Why Value Propositions Matter
A value proposition is more than a slogan. It’s a promise that keeps a team focused on solving a specific user problem. Once a team understands exactly what problem it is solving, it can build the journey around that goal — prioritizing features that deliver the promised benefit and setting aside those that don’t.
This focused approach is how many successful products began. Dropbox launched as a service that simply stored files in the cloud. Instagram initially let users upload photos and add filters. Uber started by connecting riders with luxury cars in San Francisco. Each product focused on doing one thing exceptionally well before expanding to additional features.
This focus also makes it easier to market a product. Instead of forcing potential users to figure out why a tool might be useful, a clear value proposition communicates that upfront. When users can quickly see how a product fits into their workflow, adoption becomes much more likely.
The “What,” Not the “How”
Strong value propositions are always about what the product helps users achieve — not the technologies or methods behind it. Statements like “accelerate your research to make decisions more quickly,” “save time by skipping lines,” or “never miss a bill payment again” describe specific outcomes.

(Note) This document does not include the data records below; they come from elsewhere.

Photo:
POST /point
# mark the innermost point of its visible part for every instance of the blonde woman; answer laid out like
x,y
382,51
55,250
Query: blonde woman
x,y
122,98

In contrast, vague claims such as “redesigned UI that’s easier to use,” “ten new features,” or “more powerful than ever” leave the burden on users to figure out why those things matter. The same problem arises when teams lead with technology: a product’s technical makeup is not, by itself, a reason for someone to use it.
Why “Powered by AI” Falls Short
In today’s market, many stakeholders and investors are urging teams to integrate generative AI. But when “powered by AI” becomes the most prominent part of a product’s pitch, users are left to make their own leap about why that matters.
Unlike a clear value proposition, “powered by AI” could mean almost anything — from drafting emails to generating images or summarizing data. Without explicit guidance, users must figure out how to fit these capabilities into their own workflows. This added cognitive load reduces the likelihood that they will give the product a serious try.
Research by Mesur Cicek, Dogan Gursoy, and Lu Lu further shows that simply labeling a product as AI‑driven can trigger anxiety or skepticism. Many users now know the downsides of large language models and worry about accuracy, privacy, or authenticity.
Grammarly’s approach illustrates how to overcome this barrier. Rather than selling itself as “an AI writing tool,” Grammarly promises something concrete: helping you find the words you need and get your point across while maintaining your voice. That message addresses common concerns about AI-generated content, such as sounding impersonal or being easily detected.
What Happens When Teams Lose Focus
AI is a broad, flexible technology, capable of performing many different tasks. Without a clear value proposition, product teams may try to showcase as many of these capabilities as possible. In practice, this often results in a generic chatbot or a grab‑bag of features that feel disconnected from any particular user goal.
The result is rarely satisfying. Users who are looking for a specific solution encounter an unfocused product. Teams that chase “AI for AI’s sake” often struggle to explain what their tool actually does.
In contrast, teams anchored by a clear value proposition can integrate AI only where it genuinely supports the user journey. They can leave out unnecessary features and refine those that matter most. This leads to products that are simpler to describe, easier to adopt, and more likely to retain users over time.
The Stakes for B2B Products
The temptation to treat AI as a selling point is strong in the B2B space as well. Business leaders may invest in AI features to appear cutting‑edge, even when the features do not address specific workflow needs. However, this approach rarely leads to long‑term success.
Teams that begin with a user-centered value proposition can choose the type of AI integration that actually solves a problem. A product that offers clear, tangible benefits — beyond just being AI‑enabled — is far more likely to maintain customer relationships after the initial excitement wears off.
A Better Path Forward
AI can play a powerful role in product design, but it is not a value proposition on its own. Teams should start by identifying the user problem they want to solve and then determine whether AI is the right tool to help.
By focusing on the what rather than the how, teams can design products that resonate with users, clearly communicate their benefits, and build lasting engagement — without relying on buzzwords like “powered by AI” to do the heavy lifting.